I'm reopening this, just because it provides evidence that this issue is being worked on. Don't want people to get the impression that we gave up or aren't thinking about it. =)
@Lukasa @sigmavirus24 My mistake. I had closed the PR on purpose, but not this. Thanks for re-opening.
Hi ! Got lost and don't know where this has been worked on. Need this feature to move a project from custom HTTP lib to python-requests. There's a PR I can use to test this feature?
@dmckeone Sadly there's been no particular progress here, largely because we need to combine this with our current CaseInsensitiveDict
to produce some kind of horrible monstrosity like a CaseInsensitiveMultiDict
.
Some discussion occurred over on shazow/urllib3#236 about this. The summary was basically:
MultiDict
If you fancy working on that, go nuts!
Werkzeug has a multidict too if you need more inspiration
On Dec 6, 2013, at 10:21 AM, Cory Benfield notifications@github.com wrote:
@dmckeone Sadly there's been no particular progress here, largely because we need to combine this with our current CaseInsensitiveDict to produce some kind of horrible monstrosity like a CaseInsensitiveMultiDict.

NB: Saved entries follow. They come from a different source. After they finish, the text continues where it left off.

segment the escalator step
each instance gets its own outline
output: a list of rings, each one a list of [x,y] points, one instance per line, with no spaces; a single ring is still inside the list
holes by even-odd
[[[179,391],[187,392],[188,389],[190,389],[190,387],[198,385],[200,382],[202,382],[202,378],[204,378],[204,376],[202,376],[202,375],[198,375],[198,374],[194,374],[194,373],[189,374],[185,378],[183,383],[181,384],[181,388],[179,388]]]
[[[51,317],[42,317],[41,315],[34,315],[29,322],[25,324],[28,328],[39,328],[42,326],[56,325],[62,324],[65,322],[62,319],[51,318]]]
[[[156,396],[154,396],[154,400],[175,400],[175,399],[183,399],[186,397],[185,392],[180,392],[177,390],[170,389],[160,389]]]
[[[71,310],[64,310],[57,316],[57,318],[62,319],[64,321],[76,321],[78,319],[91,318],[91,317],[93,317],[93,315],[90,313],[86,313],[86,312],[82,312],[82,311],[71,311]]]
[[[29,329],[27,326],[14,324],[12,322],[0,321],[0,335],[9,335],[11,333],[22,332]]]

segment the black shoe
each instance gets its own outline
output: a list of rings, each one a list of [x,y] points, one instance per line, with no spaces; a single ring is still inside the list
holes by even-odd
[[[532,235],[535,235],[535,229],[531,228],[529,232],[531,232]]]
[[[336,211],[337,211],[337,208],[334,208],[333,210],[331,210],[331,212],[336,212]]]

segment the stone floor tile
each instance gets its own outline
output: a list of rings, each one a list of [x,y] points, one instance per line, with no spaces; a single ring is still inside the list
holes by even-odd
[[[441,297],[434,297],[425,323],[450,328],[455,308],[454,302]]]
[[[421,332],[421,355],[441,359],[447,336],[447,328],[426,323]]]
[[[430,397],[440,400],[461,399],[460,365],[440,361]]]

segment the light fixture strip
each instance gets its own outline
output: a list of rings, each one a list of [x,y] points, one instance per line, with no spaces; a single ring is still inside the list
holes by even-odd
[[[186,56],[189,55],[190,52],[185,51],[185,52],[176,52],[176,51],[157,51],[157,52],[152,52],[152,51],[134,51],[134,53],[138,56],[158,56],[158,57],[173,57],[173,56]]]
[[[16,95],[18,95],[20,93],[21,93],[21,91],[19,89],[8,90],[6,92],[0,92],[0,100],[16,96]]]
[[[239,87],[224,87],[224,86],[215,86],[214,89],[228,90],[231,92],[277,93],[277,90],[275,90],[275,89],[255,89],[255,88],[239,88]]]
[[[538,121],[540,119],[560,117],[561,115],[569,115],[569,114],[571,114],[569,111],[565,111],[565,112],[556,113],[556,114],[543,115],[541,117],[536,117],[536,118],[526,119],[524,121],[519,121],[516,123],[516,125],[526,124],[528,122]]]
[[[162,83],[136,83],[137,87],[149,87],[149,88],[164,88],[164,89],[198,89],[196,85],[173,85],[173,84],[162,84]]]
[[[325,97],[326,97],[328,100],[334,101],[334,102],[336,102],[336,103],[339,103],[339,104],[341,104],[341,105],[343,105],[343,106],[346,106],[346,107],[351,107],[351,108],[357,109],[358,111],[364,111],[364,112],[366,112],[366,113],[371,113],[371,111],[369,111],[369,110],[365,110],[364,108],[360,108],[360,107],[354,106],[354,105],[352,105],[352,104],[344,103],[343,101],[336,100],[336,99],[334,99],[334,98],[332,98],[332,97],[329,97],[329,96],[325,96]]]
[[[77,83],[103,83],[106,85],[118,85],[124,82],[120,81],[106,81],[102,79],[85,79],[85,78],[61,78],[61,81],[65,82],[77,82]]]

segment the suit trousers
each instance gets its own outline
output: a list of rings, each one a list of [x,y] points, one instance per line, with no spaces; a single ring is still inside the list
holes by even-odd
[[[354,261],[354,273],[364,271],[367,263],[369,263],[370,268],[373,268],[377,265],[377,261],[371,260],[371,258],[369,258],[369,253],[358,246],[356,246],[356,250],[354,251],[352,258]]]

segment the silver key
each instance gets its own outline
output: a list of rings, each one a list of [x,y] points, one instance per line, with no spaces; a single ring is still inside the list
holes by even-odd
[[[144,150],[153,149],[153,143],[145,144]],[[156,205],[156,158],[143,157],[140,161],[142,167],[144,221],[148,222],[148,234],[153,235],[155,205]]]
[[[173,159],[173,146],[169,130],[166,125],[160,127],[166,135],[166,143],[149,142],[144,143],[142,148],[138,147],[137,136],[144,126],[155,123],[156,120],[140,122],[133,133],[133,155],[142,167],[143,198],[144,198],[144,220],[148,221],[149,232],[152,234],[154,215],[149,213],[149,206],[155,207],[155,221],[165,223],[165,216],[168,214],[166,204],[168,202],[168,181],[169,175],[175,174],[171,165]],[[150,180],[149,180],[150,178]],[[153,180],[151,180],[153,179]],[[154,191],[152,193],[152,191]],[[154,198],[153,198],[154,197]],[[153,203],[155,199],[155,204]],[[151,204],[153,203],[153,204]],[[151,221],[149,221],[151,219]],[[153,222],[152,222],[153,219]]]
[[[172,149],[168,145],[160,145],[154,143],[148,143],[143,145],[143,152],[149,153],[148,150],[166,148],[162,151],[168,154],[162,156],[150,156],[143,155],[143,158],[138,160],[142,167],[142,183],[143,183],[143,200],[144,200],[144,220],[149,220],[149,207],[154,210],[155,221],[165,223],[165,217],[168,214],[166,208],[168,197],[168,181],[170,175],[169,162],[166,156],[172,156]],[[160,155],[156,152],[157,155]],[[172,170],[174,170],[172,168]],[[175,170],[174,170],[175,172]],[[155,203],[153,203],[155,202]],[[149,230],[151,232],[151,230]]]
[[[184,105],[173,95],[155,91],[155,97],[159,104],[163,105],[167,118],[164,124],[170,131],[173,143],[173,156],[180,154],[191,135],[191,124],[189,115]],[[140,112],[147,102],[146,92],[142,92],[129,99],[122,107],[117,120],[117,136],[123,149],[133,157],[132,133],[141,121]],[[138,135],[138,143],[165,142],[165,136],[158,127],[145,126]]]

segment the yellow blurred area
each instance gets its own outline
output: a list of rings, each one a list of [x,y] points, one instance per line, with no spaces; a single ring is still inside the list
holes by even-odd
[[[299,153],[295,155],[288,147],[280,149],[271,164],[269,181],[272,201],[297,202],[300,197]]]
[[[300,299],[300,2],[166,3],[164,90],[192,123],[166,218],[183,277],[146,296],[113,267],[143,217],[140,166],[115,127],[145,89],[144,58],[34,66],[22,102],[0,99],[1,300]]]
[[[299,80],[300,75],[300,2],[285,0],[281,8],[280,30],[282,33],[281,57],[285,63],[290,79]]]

Some discussion occurred over on shazow/urllib3#236 about this. The summary was basically:
Steal Django's MultiDict Add key case-insensitivity. Implement the structure in urllib3, and just have Requests steal it. If you fancy working on that, go nuts!
— Reply to this email directly or view it on GitHub.
Werkzeug has a multidict too if you need more inspiration
That's where we stole our initial implementation from if I remember correctly.
I think this is pretty low priority now, honestly. Things work pretty well now, and are stable. I'd rather not change things than change things :)
Hey requests folks, new to the project and found my way here pretty quickly after browsing the docs and noticing requests uses a dict-like structure for headers and so can apparently silently drop headers when there are multiple with the same key. Is that documented anywhere? I looked and was surprised to not see that documented in any of these places but maybe I missed it:
http://docs.python-requests.org/en/latest/user/quickstart/#custom-headers http://docs.python-requests.org/en/latest/user/quickstart/#response-headers http://docs.python-requests.org/en/latest/api/?highlight=headers#requests.request http://docs.python-requests.org/en/latest/api/#requests.Response.headers
I say surprised just given Werkzeug's example as well as the prevalence of multiple headers in the wild (e.g. curl -I https://www.google.com/ https://github.com
etc.), but maybe I'm just misunderstanding the impact? Just tried requests.get('google.com').headers.get('set-cookie')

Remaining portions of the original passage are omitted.